Gao Hong-Tao, Li Tong-Hua, Chen Kai, Li Wei-Guang, Bi Xian
Department of Chemistry, Tongji University, China; Department of Chemistry, Jining Teachers College, Jining Shandong, China.
Talanta. 2005 Mar 31;66(1):65-73. doi: 10.1016/j.talanta.2004.09.017.
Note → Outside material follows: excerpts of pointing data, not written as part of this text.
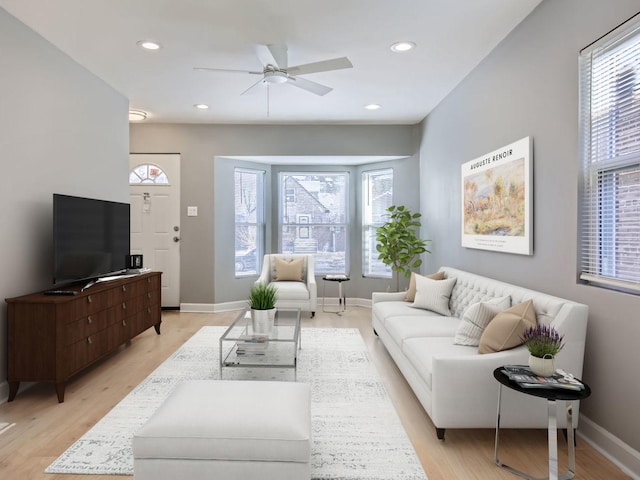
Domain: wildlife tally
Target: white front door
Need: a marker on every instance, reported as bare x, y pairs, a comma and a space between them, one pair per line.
154, 186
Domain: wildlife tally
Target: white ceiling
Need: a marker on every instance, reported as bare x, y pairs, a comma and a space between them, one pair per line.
452, 37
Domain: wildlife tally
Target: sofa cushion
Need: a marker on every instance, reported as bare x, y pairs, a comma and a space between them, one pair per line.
421, 351
433, 295
476, 318
288, 269
506, 329
385, 310
291, 290
411, 292
402, 327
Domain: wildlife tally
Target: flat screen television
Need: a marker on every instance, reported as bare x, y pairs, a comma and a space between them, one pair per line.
91, 238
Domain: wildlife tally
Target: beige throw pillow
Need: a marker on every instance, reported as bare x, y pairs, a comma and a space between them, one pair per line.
475, 319
433, 295
506, 328
411, 292
288, 270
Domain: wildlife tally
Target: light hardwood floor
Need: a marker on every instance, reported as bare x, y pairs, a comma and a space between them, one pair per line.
44, 429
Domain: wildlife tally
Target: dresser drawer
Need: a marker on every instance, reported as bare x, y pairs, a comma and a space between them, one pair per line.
86, 326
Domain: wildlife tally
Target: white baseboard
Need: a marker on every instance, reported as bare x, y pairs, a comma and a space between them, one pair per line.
4, 392
618, 452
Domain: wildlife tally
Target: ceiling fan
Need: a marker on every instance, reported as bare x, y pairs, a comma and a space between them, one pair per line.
276, 70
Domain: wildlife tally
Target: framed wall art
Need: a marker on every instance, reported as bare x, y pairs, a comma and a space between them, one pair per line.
497, 200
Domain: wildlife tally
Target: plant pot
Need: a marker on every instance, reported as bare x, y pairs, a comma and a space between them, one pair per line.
262, 321
544, 367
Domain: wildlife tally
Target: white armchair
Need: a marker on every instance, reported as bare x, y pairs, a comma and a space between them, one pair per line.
294, 278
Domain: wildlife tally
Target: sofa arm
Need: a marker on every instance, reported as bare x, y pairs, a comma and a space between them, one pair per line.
387, 297
464, 390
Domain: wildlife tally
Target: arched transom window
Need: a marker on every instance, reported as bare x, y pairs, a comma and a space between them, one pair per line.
148, 173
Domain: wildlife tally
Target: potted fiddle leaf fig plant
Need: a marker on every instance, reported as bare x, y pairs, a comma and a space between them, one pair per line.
398, 243
543, 342
262, 302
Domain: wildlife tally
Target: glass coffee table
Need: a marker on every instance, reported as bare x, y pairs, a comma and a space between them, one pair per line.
241, 347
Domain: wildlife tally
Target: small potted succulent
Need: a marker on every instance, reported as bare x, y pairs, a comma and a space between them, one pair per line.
544, 343
262, 301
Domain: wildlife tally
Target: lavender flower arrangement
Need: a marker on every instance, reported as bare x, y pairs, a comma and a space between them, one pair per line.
542, 341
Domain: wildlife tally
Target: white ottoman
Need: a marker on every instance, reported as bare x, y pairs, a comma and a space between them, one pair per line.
227, 430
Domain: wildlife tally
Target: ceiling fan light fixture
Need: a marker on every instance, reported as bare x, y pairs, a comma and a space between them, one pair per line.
401, 47
137, 115
275, 76
149, 45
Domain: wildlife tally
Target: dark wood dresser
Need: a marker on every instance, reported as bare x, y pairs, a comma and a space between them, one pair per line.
52, 337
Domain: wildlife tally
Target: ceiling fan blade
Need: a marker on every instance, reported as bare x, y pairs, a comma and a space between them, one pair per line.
309, 86
275, 55
253, 88
228, 70
323, 66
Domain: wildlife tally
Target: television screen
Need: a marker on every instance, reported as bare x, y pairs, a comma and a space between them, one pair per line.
91, 238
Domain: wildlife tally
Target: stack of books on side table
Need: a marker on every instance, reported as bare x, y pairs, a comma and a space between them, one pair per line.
252, 345
525, 378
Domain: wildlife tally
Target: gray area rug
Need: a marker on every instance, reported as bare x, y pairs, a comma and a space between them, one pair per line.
357, 434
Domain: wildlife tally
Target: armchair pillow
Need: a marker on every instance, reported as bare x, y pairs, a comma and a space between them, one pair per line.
506, 328
288, 270
433, 295
411, 292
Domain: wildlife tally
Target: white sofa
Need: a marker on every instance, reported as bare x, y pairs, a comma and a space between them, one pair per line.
454, 383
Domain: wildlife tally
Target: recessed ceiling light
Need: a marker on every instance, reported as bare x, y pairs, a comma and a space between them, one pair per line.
400, 47
149, 45
137, 115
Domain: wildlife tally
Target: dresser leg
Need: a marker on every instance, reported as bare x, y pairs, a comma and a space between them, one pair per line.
60, 386
13, 390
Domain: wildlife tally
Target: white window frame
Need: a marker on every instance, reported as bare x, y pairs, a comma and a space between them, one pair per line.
370, 225
610, 153
303, 222
258, 224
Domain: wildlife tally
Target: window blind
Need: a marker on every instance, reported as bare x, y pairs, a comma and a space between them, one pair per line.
610, 150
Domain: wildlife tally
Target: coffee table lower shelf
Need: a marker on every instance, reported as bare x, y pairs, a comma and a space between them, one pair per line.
240, 347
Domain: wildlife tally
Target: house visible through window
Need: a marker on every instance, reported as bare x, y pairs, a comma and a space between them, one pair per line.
610, 150
314, 218
148, 173
249, 221
377, 193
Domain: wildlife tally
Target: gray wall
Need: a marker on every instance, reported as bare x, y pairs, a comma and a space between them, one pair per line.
61, 130
528, 86
207, 243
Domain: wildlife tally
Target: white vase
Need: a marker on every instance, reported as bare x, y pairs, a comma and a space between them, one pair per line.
544, 367
262, 321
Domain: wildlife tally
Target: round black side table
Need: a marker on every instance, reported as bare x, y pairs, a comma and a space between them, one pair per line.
552, 395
Non-negative matrix factorization (NMF), with the constraints of non-negativity, has been recently proposed for multi-variate data analysis. Because it allows only additive, not subtractive, combinations of the original data, NMF is capable of producing region or parts-based representation of objects. It has been used for image analysis and text processing. Unlike PCA, the resolutions of NMF are non-negative and can be easily interpreted and understood directly. Due to multiple solutions, the original algorithm of NMF [D.D. Lee, H.S. Seung, Nature 401 (1999) 788] is not suitable for resolving chemical mixed signals. In reality, NMF has never been applied to resolving chemical mixed signals. It must be modified according to the characteristics of the chemical signals, such as smoothness of spectra, unimodality of chromatograms, sparseness of mass spectra, etc. We have used the modified NMF algorithm to narrow the feasible solution region for resolving chemical signals, and found that it could produce reasonable and acceptable results for certain experimental errors, especially for overlapping chromatograms and sparse mass spectra. Simulated two-dimensional (2-D) data and real GUJINGGONG alcohol liquor GC-MS data have been resolved soundly by NMF technique. Butyl caproate and its isomeric compound (butyric acid, hexyl ester) have been identified from the overlapping spectra. The result of NMF is preferable to that of Heuristic evolving latent projections (HELP). It shows that NMF is a promising chemometric resolution method for complex samples.
非负矩阵分解(NMF),在非负性约束下,最近被提出用于多变量数据分析。由于它只允许原始数据进行相加组合,而不是相减组合,NMF能够生成基于区域或部分的对象表示。它已被用于图像分析和文本处理。与主成分分析(PCA)不同,NMF的分辨率是非负的,并且可以直接轻松地解释和理解。由于存在多个解,NMF的原始算法[D.D. Lee, H.S. Seung, Nature 401 (1999) 788]不适用于解析化学混合信号。实际上,NMF从未被应用于解析化学混合信号。必须根据化学信号的特征对其进行修改,例如光谱的平滑性、色谱图的单峰性、质谱的稀疏性等。我们使用修改后的NMF算法来缩小解析化学信号的可行解区域,发现对于一定的实验误差,它可以产生合理且可接受的结果,特别是对于重叠色谱图和稀疏质谱。通过NMF技术已成功解析了模拟二维(2-D)数据和实际古井贡酒气相色谱 - 质谱(GC-MS)数据。从重叠光谱中鉴定出了己酸丁酯及其同分异构体化合物(丁酸己酯)。NMF的结果优于启发式演化潜投影(HELP)的结果。这表明NMF是一种用于复杂样品的有前途的化学计量学解析方法。